GMDS 2015. 60. Jahrestagung der Deutschen Gesellschaft für Medizinische Informatik, Biometrie und Epidemiologie e.V. (GMDS). Krefeld, 06.-09.09.2015. Düsseldorf: German Medical Science GMS Publishing House; 2015. DocAbstr. 020

doi: 10.3205/15gmds138, urn:nbn:de:0183-15gmds1386

Published: August 27, 2015

© 2015 Ring et al.
This is an Open Access article distributed under the terms of the Creative Commons Attribution 4.0 License. See license information at http://creativecommons.org/licenses/by/4.0/.


Outline

Text

Subgroup analyses of clinical trials are often carried out to detect signals of differential treatment effects across the subgroups. In some cases, such analyses are requested because (external) additional medical evidence has been established; in other cases the data from the trial at hand raises concerns about potential differential effects.

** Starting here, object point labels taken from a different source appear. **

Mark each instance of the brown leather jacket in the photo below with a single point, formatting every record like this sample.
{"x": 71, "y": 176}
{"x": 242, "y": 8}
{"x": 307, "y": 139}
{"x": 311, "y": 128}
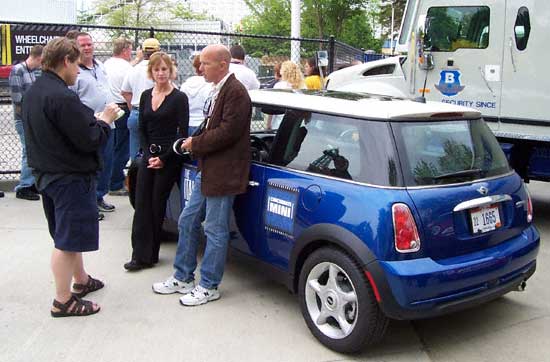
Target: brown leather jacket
{"x": 223, "y": 149}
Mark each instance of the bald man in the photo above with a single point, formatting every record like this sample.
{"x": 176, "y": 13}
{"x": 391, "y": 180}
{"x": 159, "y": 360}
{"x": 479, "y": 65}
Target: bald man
{"x": 223, "y": 153}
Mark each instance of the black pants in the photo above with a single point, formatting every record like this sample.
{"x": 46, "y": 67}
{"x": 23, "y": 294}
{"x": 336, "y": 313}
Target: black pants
{"x": 152, "y": 190}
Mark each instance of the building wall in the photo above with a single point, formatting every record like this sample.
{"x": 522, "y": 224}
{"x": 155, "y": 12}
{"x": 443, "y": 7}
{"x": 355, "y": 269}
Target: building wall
{"x": 39, "y": 11}
{"x": 230, "y": 11}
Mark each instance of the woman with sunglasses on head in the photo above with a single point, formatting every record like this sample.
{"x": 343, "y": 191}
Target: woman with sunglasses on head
{"x": 313, "y": 74}
{"x": 163, "y": 118}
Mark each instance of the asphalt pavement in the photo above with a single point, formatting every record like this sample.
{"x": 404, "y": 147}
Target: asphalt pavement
{"x": 255, "y": 320}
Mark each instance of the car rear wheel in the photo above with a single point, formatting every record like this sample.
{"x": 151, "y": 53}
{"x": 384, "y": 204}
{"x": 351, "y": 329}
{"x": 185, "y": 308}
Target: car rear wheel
{"x": 338, "y": 303}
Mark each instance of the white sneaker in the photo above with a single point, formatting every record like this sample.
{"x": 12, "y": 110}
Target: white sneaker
{"x": 172, "y": 285}
{"x": 199, "y": 295}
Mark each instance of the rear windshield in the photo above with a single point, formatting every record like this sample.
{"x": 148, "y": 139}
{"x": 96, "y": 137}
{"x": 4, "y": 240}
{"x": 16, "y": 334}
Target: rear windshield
{"x": 438, "y": 153}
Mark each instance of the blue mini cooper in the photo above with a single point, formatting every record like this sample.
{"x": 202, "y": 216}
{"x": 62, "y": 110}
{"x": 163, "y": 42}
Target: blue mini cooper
{"x": 371, "y": 207}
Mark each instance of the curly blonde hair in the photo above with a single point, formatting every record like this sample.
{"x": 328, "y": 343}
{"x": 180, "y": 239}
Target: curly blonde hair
{"x": 291, "y": 73}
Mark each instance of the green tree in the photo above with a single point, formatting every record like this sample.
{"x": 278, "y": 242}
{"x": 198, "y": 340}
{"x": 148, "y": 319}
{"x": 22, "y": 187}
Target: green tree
{"x": 382, "y": 14}
{"x": 345, "y": 19}
{"x": 142, "y": 14}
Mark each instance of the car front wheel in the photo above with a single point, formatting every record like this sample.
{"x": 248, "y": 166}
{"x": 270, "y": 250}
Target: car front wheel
{"x": 338, "y": 303}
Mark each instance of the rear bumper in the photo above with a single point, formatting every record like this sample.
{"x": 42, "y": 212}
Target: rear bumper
{"x": 422, "y": 288}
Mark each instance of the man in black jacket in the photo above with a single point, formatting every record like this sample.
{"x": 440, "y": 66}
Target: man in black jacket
{"x": 63, "y": 140}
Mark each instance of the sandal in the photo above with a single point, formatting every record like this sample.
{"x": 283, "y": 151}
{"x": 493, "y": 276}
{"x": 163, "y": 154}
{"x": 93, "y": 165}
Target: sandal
{"x": 91, "y": 286}
{"x": 74, "y": 307}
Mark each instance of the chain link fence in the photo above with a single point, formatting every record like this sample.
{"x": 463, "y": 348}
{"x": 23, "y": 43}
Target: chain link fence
{"x": 263, "y": 52}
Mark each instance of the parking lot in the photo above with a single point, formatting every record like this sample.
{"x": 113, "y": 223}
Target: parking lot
{"x": 255, "y": 320}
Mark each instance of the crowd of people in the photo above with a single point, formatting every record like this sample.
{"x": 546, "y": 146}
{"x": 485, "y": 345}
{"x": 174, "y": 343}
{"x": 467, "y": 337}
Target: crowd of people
{"x": 80, "y": 122}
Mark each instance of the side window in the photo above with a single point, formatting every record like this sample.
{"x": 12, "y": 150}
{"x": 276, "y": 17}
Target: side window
{"x": 522, "y": 28}
{"x": 455, "y": 27}
{"x": 381, "y": 70}
{"x": 345, "y": 148}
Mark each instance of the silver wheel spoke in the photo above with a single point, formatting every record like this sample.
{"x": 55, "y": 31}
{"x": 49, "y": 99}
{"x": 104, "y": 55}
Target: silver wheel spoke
{"x": 332, "y": 275}
{"x": 322, "y": 319}
{"x": 349, "y": 297}
{"x": 331, "y": 300}
{"x": 314, "y": 284}
{"x": 344, "y": 325}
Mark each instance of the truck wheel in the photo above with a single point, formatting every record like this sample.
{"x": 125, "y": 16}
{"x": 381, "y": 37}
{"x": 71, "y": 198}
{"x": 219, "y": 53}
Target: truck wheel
{"x": 338, "y": 303}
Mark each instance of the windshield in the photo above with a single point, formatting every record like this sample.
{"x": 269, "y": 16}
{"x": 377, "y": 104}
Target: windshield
{"x": 456, "y": 27}
{"x": 438, "y": 153}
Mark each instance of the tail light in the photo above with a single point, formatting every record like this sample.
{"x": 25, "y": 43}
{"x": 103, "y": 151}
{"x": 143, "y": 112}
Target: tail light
{"x": 404, "y": 228}
{"x": 529, "y": 208}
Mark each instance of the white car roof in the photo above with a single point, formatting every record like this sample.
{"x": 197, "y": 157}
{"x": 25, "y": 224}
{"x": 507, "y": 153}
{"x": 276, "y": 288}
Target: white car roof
{"x": 361, "y": 105}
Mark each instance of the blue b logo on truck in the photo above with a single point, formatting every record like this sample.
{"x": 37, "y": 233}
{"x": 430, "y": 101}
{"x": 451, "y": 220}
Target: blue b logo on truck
{"x": 449, "y": 83}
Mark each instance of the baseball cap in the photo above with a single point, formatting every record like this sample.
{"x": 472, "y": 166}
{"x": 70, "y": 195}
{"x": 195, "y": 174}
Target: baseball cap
{"x": 151, "y": 44}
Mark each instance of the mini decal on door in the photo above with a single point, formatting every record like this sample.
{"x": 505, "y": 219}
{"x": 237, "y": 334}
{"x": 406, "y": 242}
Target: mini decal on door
{"x": 280, "y": 209}
{"x": 449, "y": 83}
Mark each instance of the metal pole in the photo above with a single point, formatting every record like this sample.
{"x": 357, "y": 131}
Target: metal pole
{"x": 392, "y": 20}
{"x": 295, "y": 31}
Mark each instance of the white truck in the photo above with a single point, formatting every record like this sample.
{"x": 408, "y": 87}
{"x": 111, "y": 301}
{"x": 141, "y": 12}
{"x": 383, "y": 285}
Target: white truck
{"x": 491, "y": 55}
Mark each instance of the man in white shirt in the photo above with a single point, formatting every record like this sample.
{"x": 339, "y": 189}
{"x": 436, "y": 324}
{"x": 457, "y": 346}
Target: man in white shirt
{"x": 135, "y": 82}
{"x": 92, "y": 87}
{"x": 244, "y": 74}
{"x": 117, "y": 67}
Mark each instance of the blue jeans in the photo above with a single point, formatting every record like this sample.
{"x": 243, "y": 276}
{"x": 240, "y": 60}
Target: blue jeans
{"x": 121, "y": 152}
{"x": 26, "y": 179}
{"x": 133, "y": 128}
{"x": 104, "y": 176}
{"x": 216, "y": 228}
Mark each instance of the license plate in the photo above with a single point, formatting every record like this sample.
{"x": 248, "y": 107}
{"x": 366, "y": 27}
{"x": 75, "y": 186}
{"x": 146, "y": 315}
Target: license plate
{"x": 485, "y": 219}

The Draft EMA guideline [1] requests sponsors that the consistency of effects in well-defined subgroups is evaluated when the clinical trial population was heterogeneous. This request has led to the application of heterogeneity tests for assessing consistency. The drawback of this approach is that “homogeneity” is the null-hypothesis, which can only be rejected, but not confirmed through such heterogeneity tests. Furthermore, the performance of these tests is rather poor [2], e.g. having low power with small sample sizes.

We have investigated alternative methods for assessing the consistency of treatment effects across subgroups. These methods aim to scale the test limits for each subgroup based on the difference and variability between subgroup and overall outcome, or take account for the sample size in the subgroups.

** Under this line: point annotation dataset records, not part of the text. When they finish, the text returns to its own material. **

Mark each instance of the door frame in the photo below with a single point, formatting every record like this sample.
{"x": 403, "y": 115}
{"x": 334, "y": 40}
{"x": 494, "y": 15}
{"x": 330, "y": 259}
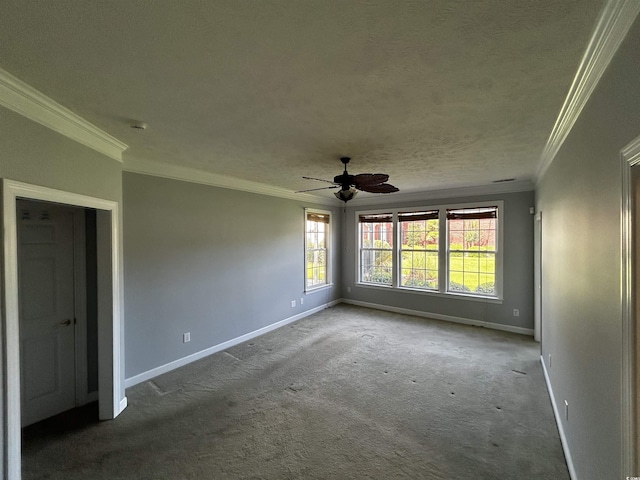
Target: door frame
{"x": 111, "y": 398}
{"x": 81, "y": 395}
{"x": 630, "y": 157}
{"x": 537, "y": 277}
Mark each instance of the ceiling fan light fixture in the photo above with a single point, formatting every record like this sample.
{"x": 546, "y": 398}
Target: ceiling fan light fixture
{"x": 346, "y": 195}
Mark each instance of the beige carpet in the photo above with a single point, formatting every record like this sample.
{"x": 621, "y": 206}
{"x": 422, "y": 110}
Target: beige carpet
{"x": 348, "y": 393}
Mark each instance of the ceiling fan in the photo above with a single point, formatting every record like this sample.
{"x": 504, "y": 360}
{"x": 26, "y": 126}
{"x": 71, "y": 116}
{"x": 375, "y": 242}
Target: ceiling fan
{"x": 350, "y": 184}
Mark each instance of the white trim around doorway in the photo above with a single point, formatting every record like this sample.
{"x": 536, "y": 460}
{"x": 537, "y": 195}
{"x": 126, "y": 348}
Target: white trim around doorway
{"x": 111, "y": 379}
{"x": 630, "y": 157}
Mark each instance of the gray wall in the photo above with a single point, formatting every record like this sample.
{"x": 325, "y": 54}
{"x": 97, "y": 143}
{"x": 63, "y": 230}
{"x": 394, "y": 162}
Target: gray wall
{"x": 517, "y": 261}
{"x": 580, "y": 200}
{"x": 34, "y": 154}
{"x": 214, "y": 262}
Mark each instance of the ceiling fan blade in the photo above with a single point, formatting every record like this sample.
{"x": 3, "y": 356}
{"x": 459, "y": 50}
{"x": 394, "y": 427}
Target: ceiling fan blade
{"x": 314, "y": 189}
{"x": 382, "y": 188}
{"x": 318, "y": 179}
{"x": 370, "y": 178}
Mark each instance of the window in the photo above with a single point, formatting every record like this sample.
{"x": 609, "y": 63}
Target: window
{"x": 317, "y": 239}
{"x": 450, "y": 249}
{"x": 419, "y": 249}
{"x": 376, "y": 248}
{"x": 472, "y": 250}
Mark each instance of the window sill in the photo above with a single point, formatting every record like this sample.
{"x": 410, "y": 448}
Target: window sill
{"x": 431, "y": 293}
{"x": 319, "y": 288}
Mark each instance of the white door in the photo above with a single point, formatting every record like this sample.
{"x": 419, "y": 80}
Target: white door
{"x": 47, "y": 323}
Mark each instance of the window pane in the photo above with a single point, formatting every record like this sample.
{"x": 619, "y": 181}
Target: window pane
{"x": 376, "y": 244}
{"x": 419, "y": 250}
{"x": 317, "y": 228}
{"x": 472, "y": 250}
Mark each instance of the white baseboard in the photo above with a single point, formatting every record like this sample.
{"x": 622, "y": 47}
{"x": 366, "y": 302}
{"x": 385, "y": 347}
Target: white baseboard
{"x": 556, "y": 413}
{"x": 154, "y": 372}
{"x": 447, "y": 318}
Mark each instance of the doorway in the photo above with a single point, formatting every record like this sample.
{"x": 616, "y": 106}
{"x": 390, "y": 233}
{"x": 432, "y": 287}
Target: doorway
{"x": 57, "y": 324}
{"x": 111, "y": 397}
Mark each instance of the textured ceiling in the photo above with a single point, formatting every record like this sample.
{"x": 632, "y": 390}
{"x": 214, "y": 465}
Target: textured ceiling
{"x": 439, "y": 94}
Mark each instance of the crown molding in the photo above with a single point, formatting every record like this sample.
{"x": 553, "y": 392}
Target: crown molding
{"x": 473, "y": 191}
{"x": 613, "y": 24}
{"x": 29, "y": 102}
{"x": 193, "y": 175}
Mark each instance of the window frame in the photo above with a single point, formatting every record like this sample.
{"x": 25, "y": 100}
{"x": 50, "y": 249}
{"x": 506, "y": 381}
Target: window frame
{"x": 327, "y": 249}
{"x": 443, "y": 251}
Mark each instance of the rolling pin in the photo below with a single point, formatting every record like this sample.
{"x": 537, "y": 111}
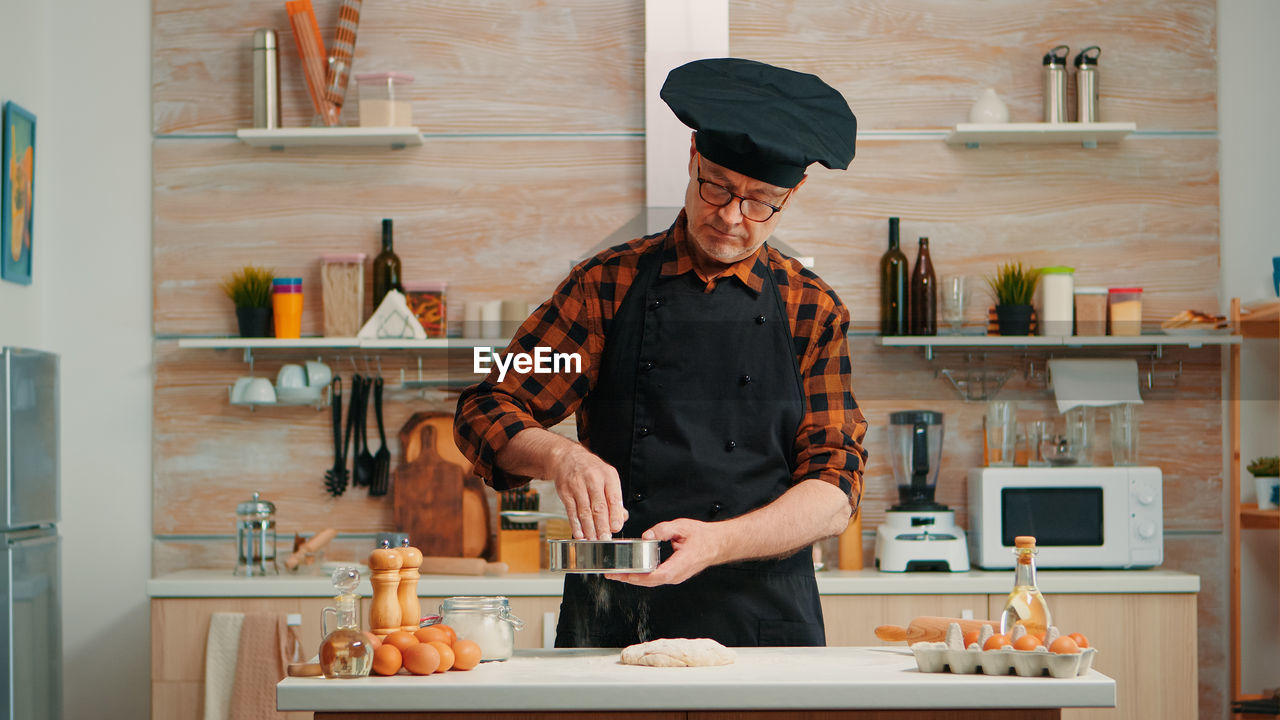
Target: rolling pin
{"x": 312, "y": 545}
{"x": 929, "y": 629}
{"x": 435, "y": 565}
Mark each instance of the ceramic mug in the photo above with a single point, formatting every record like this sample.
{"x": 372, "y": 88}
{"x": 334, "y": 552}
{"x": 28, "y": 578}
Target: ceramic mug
{"x": 291, "y": 376}
{"x": 318, "y": 374}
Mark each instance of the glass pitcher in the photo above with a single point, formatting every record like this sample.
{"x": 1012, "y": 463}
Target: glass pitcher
{"x": 344, "y": 651}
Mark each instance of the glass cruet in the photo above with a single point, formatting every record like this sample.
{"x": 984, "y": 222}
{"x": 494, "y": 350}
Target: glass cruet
{"x": 344, "y": 651}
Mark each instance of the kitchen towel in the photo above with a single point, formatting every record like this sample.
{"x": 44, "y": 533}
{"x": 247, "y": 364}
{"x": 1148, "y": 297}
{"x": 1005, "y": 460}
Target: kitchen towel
{"x": 1093, "y": 382}
{"x": 259, "y": 666}
{"x": 220, "y": 651}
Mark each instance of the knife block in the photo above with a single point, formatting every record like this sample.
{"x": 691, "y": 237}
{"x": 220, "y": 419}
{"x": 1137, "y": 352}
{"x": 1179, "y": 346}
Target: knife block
{"x": 520, "y": 550}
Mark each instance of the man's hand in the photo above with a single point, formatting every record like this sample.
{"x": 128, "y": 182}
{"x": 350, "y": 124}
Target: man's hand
{"x": 695, "y": 546}
{"x": 590, "y": 490}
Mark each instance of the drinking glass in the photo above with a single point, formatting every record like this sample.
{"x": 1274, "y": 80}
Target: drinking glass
{"x": 1001, "y": 433}
{"x": 955, "y": 299}
{"x": 1037, "y": 432}
{"x": 1124, "y": 434}
{"x": 1080, "y": 433}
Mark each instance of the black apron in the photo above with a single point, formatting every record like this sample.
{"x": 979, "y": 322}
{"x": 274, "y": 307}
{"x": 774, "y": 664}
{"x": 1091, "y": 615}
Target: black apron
{"x": 698, "y": 402}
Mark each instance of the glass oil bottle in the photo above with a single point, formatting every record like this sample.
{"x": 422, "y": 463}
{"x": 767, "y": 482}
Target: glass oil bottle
{"x": 344, "y": 651}
{"x": 1025, "y": 605}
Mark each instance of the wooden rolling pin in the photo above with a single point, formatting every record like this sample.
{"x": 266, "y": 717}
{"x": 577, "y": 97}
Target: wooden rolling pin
{"x": 312, "y": 545}
{"x": 435, "y": 565}
{"x": 929, "y": 629}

We will present the theoretical derivations of these methods, as well as some of their performance characteristics based on simulations, and will finally discuss their applicability for post-hoc analyses.


References

1.
;EMA 2013, Draft guideline on the investigation of subgroups in confirmatory clinical trials, EMA/CHMP/539146/2013 [Draft for consultation].
2.
Langan D, Simmonds M, Higgins JPT. An empirical comparison of heterogeneity variance estimators in 12,894 meta-analyses. Research Synthesis Methods. 2015 (in print).